Investigate Performance Analysis Of Routing Protocols

Published Date: 02 Nov 2017

Abstract – Today MANET (Mobile Ad-hoc Network) is a surprisingly impressively changing or growing technology, because of its exclusive nature of distributed nodes and self-motivated topology. The modern and innovative applications based on wireless network are being created in the commercial sectors. The routing protocol follows some standards in wireless MANET’s. These standards control the number of hosts that come to a harmony in such a way that routing packets between all the hosts in the network. The energy efficiency, network stability, security and performance analysis etc are lot of challenges which are facing wireless MANETs. Today MANET’s gain much more attraction due to its use in everywhere in our daily life. Therefore researchers proposed many good routing protocols. In this research article, we investigate performance analysis of some well known wireless routing protocols on the basis of PDR (Packet Delivery Ratio), ROH (Routing Over head), end-to-end delay and throughput.

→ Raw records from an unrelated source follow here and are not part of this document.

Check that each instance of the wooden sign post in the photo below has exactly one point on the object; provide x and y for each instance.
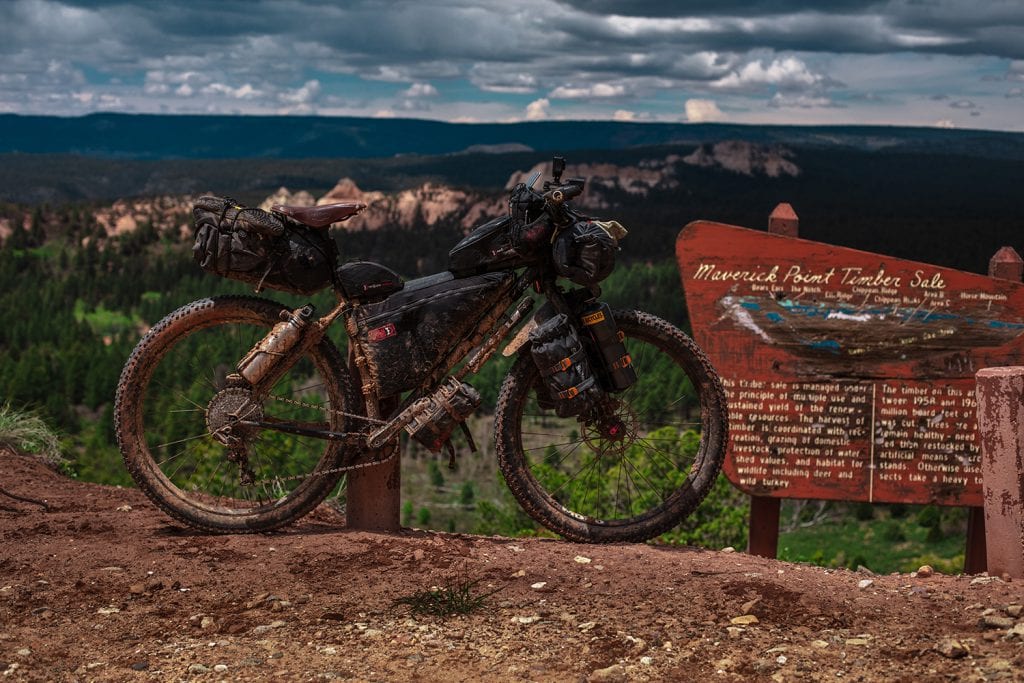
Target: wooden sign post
(850, 375)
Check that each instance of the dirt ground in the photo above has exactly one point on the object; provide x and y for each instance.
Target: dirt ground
(102, 586)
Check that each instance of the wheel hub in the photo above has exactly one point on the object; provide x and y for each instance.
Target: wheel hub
(226, 409)
(613, 430)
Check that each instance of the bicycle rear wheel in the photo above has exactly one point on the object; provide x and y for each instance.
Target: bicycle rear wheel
(173, 395)
(637, 469)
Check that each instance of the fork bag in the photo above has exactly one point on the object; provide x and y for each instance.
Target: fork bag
(566, 372)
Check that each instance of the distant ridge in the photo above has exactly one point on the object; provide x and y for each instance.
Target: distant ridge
(161, 136)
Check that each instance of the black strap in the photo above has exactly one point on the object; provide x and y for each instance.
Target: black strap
(563, 365)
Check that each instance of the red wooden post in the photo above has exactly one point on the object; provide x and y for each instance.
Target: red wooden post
(783, 220)
(1000, 423)
(373, 498)
(1006, 264)
(763, 540)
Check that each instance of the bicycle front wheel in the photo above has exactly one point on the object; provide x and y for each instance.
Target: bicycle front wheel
(634, 469)
(173, 396)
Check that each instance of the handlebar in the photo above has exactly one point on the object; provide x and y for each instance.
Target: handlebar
(561, 194)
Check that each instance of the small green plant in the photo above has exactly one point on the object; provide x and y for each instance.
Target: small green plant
(423, 516)
(456, 596)
(466, 494)
(407, 513)
(26, 432)
(434, 472)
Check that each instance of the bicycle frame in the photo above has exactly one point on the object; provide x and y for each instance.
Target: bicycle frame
(485, 338)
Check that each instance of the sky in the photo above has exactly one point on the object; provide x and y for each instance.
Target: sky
(918, 62)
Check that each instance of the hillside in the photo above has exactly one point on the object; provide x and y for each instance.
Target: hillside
(101, 586)
(162, 136)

The wireless networks have rapidly become an essential part of our daily life due to its benefits like accessibility everywhere and any time. The experts and professionals utilize this useful change and increase their work efficiency as well as reducing costs. We give brief introduction about wireless networks and discuss the problems and challenges regarding the performance analysis. We choose three different routing protocols and simulate them in NS-2.34 and investigate different performance related issues. We simulate some well known proactive and reactive routing protocols and finally we have analyzed the results and found the best routing protocol in wireless environments.

Keywords – MANET’s, Routing Protocol, Proactive and Reactive Routing, Simulation of Routing Protocol in NS2, Comparison of Routing Protocol.

Introduction

Today most of the equipments which are equipped with Wireless technology need efficient routing. The routing protocol plays a vital role in wireless environment. MANET is set of hosts that establish relationship between each other without any infrastructure and no centralized management [1]. The hosts are capable of changing their position on regularly basis and interconnect between each other randomly in a MANET. Every node in the network received or forward packets to the nearest node or work as a router. The routing protocol has a main task is to establish correct and efficient route between two hosts in such a way packets can be reached in time.

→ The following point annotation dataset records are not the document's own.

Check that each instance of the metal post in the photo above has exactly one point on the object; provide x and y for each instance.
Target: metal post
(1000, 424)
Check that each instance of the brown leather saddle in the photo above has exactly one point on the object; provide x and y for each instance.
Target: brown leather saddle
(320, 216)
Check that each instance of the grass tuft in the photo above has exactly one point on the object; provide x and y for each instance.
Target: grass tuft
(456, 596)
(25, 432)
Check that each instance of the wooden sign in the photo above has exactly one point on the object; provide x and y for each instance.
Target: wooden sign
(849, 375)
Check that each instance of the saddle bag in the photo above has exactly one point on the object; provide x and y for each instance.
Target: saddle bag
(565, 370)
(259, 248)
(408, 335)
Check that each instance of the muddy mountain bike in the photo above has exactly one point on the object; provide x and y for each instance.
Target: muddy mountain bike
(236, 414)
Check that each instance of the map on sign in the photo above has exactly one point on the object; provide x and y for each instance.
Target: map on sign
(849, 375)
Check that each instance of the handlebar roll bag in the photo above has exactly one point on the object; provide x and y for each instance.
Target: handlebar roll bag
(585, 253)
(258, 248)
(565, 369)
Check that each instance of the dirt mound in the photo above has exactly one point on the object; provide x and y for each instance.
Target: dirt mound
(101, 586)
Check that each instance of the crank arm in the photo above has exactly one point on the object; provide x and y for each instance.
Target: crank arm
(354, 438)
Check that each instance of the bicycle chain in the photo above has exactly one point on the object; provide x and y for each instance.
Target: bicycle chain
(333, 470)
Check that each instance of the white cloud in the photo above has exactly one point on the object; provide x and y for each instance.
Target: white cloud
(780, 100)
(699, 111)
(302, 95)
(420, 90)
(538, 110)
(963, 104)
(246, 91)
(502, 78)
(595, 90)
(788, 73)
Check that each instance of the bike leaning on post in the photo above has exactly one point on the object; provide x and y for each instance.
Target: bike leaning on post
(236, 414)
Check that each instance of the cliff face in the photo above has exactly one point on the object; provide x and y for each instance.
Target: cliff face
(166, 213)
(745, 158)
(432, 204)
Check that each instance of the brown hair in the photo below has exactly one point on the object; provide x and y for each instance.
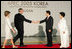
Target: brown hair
(6, 13)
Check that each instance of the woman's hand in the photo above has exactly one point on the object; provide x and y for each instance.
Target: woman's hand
(13, 30)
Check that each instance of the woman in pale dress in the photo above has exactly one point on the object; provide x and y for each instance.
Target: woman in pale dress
(63, 29)
(8, 29)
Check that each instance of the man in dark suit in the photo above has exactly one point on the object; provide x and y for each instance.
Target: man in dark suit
(18, 21)
(49, 27)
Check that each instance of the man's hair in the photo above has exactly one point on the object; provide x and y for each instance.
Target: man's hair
(6, 13)
(48, 12)
(19, 9)
(62, 14)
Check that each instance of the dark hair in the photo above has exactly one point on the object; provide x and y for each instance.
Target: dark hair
(20, 9)
(6, 13)
(62, 14)
(48, 12)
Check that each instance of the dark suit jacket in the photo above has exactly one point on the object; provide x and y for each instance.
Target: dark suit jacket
(18, 21)
(49, 23)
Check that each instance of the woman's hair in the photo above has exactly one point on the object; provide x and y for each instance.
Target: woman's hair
(6, 13)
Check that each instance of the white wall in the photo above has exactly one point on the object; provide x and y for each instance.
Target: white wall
(38, 14)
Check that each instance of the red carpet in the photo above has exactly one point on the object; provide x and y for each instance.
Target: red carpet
(38, 46)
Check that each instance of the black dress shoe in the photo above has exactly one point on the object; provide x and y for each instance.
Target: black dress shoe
(48, 45)
(22, 45)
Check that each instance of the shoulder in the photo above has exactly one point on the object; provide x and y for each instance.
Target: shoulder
(51, 17)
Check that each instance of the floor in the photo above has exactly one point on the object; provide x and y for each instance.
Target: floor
(34, 40)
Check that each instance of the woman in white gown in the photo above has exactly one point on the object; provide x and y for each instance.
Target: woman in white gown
(8, 29)
(63, 29)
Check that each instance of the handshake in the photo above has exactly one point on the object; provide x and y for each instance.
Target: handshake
(35, 22)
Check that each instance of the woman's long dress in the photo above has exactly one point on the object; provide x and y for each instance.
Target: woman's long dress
(64, 36)
(8, 26)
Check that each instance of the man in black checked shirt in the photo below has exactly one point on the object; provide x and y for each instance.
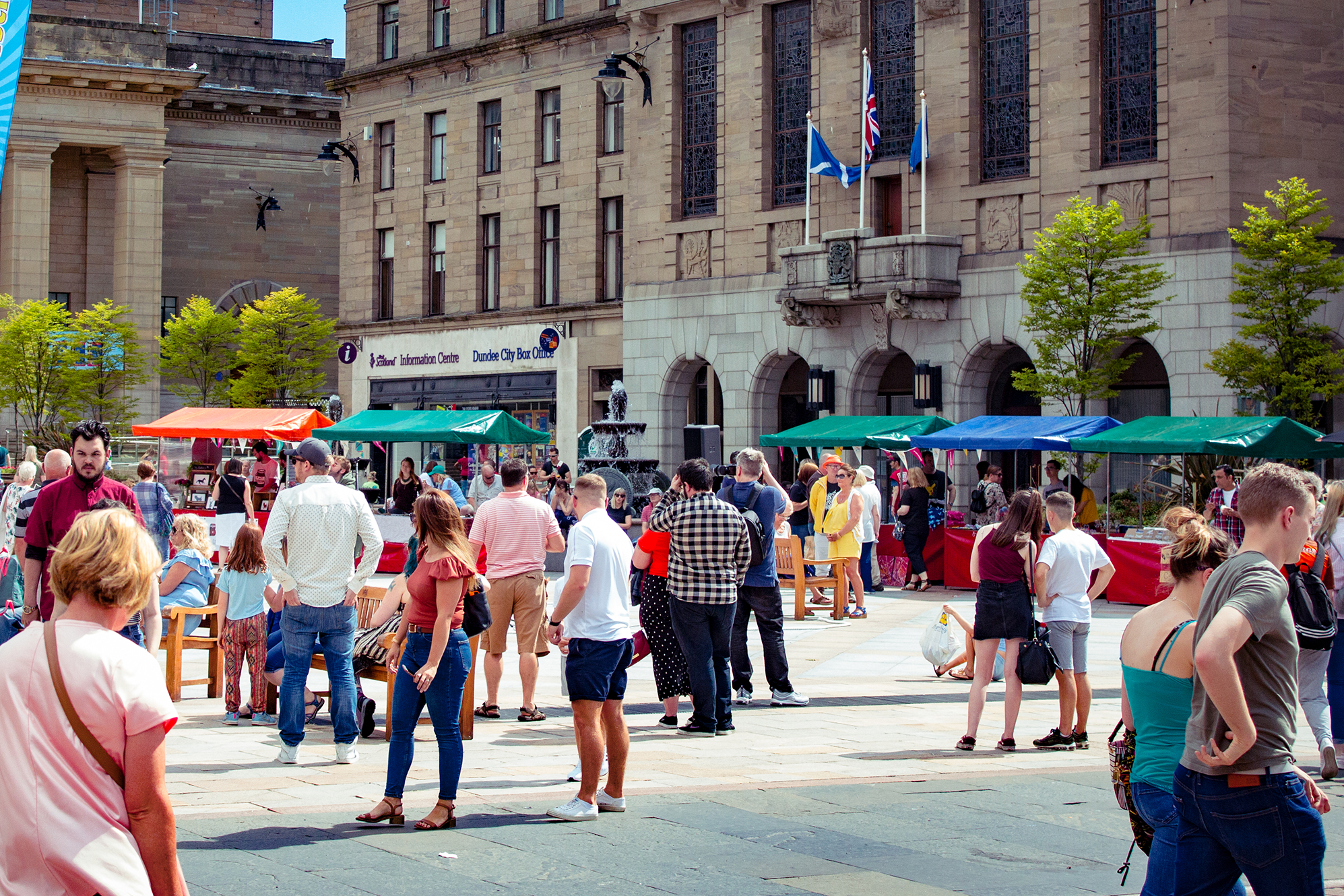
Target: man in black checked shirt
(709, 559)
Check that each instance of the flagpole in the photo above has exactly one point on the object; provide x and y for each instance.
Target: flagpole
(924, 156)
(863, 120)
(806, 214)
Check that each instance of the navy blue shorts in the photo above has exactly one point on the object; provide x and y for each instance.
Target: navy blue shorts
(596, 670)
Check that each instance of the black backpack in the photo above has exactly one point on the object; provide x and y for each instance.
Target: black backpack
(978, 500)
(756, 531)
(1314, 612)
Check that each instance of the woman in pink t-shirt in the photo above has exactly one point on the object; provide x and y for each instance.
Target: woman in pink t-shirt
(69, 827)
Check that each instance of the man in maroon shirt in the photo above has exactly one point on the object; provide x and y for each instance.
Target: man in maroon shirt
(61, 501)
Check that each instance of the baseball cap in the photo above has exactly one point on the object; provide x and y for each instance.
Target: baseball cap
(312, 450)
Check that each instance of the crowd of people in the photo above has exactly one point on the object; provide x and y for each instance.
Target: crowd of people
(1211, 676)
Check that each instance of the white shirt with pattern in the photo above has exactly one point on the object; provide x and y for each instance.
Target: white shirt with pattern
(320, 519)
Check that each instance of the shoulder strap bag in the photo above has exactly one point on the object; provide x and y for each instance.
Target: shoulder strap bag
(102, 757)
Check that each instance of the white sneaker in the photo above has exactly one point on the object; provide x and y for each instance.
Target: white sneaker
(609, 804)
(577, 773)
(574, 810)
(788, 699)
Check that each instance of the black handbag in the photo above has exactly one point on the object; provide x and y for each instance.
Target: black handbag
(476, 610)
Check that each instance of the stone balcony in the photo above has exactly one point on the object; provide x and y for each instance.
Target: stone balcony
(913, 274)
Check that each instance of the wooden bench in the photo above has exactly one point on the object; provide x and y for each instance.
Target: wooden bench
(366, 605)
(791, 566)
(177, 640)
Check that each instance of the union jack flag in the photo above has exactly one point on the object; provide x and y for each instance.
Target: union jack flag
(871, 131)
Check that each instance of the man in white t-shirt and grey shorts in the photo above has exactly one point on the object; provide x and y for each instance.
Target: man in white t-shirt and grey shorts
(1065, 591)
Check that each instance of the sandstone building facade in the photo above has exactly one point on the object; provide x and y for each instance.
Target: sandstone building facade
(137, 154)
(1179, 112)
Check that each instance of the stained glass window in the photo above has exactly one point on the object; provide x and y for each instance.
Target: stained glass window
(894, 74)
(699, 117)
(1129, 81)
(792, 100)
(1004, 102)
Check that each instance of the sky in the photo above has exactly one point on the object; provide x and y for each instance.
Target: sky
(312, 20)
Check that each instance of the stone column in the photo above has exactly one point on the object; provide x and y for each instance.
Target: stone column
(26, 218)
(137, 251)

The creation and maintenance of route should be done under some restrictions like a least amount of overhead and consumption of bandwidth [2].The Wireless MANET has a successful opportunity in the all field of applications. Access and reducing cost are two important issues in the all field of our life. The Bellman-Ford algorithm [3] is used in DSDV proactive routing protocol. The combination of route discovery and route maintenance is the procedure of DSR [4]. The whole process repeat, during searching the entire route path the destination host sends route reply message to source host for building successful route finding method [5].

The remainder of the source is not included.